On February 24th, Ugandan President Yoweri Museveni signed into law a series of bills banning the promotion of homosexuality and making it mandatory to report gays in the country – where punishments for homosexuality are already extreme.
The new laws were highly criticized by Sweden and other donor countries, including neighbouring Norway and Denmark. All three Scandinavian nations immediately halted aid to Uganda.
Sweden has now resumed payments to Uganda on a new plan aiming to support the people, and not the government.
"We did not find it appropriate supporting Uganda’s government, it was immoral sending money to them," Swedish Minister for International Development Hillevi Engström told The Local. "But at the same time we could not stop helping the people."
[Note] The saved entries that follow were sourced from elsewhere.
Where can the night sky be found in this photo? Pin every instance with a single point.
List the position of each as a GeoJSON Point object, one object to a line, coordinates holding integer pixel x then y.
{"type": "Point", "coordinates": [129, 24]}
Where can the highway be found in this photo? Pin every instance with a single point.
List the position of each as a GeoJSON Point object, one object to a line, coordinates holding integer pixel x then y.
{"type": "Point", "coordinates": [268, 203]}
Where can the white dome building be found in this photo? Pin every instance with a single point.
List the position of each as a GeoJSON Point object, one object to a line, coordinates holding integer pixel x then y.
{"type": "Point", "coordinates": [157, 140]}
The new strategy set out by the Swedish government began on July 24th and will support Uganda with 1.35 billion kronor ($195.6 million) for the years 2014-2018.
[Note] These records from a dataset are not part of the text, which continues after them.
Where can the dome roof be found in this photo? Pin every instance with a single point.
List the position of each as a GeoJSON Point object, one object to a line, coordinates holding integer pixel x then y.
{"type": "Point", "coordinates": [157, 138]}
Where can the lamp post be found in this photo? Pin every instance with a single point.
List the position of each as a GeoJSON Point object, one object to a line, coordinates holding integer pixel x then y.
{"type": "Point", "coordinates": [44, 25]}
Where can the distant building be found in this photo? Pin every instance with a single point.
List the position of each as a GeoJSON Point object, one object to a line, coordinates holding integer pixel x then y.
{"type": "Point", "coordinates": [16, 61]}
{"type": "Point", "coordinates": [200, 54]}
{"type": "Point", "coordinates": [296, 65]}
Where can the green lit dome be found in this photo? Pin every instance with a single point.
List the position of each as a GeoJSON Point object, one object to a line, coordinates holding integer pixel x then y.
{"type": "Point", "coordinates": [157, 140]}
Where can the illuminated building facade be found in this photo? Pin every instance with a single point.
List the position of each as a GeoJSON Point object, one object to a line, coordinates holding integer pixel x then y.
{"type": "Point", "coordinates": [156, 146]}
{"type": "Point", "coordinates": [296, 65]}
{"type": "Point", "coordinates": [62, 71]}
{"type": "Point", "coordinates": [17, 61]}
"The aim is to improve child and maternal health, including sexual and reproductive rights, sustainable growth and employment," Engström continued. "The government also wants to contribute to the strengthening of respect for human rights."
Engström told Swedish news agency TT that exceptions may occur when involving issues such as support to orphaned children's health and schooling.
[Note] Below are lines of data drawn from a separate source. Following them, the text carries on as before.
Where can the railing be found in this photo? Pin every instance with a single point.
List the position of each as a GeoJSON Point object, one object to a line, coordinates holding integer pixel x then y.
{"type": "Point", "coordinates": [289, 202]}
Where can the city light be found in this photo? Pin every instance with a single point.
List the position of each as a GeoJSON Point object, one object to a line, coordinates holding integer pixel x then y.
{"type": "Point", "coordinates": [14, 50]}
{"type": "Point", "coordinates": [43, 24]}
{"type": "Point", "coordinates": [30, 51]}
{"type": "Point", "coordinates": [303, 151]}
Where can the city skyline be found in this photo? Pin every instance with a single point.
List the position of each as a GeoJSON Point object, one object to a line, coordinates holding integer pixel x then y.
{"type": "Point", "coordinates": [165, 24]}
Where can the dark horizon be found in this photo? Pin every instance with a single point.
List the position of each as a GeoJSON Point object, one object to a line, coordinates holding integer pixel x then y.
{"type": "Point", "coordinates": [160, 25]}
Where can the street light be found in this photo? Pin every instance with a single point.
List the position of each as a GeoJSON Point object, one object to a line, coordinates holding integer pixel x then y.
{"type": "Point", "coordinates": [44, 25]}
Concern over LGBT rights in Uganda has been in the media spotlight recently, as the punishments for homosexuality include lifetime in prison or even death. Exactly how the aid will benefit LGBT rights under these circumstances has also been a concern.
"We have contacts in the Swedish embassy in Kampala working with and supporting LGBT activists and organizations," Engström told The Local. "The aid will also support these local organizations."
The Swedish International Development Cooperation agency, Sida, will handle the aid and decide with which organizations to work.
The government of Uganda has yet to make a public statement about its views on the matter.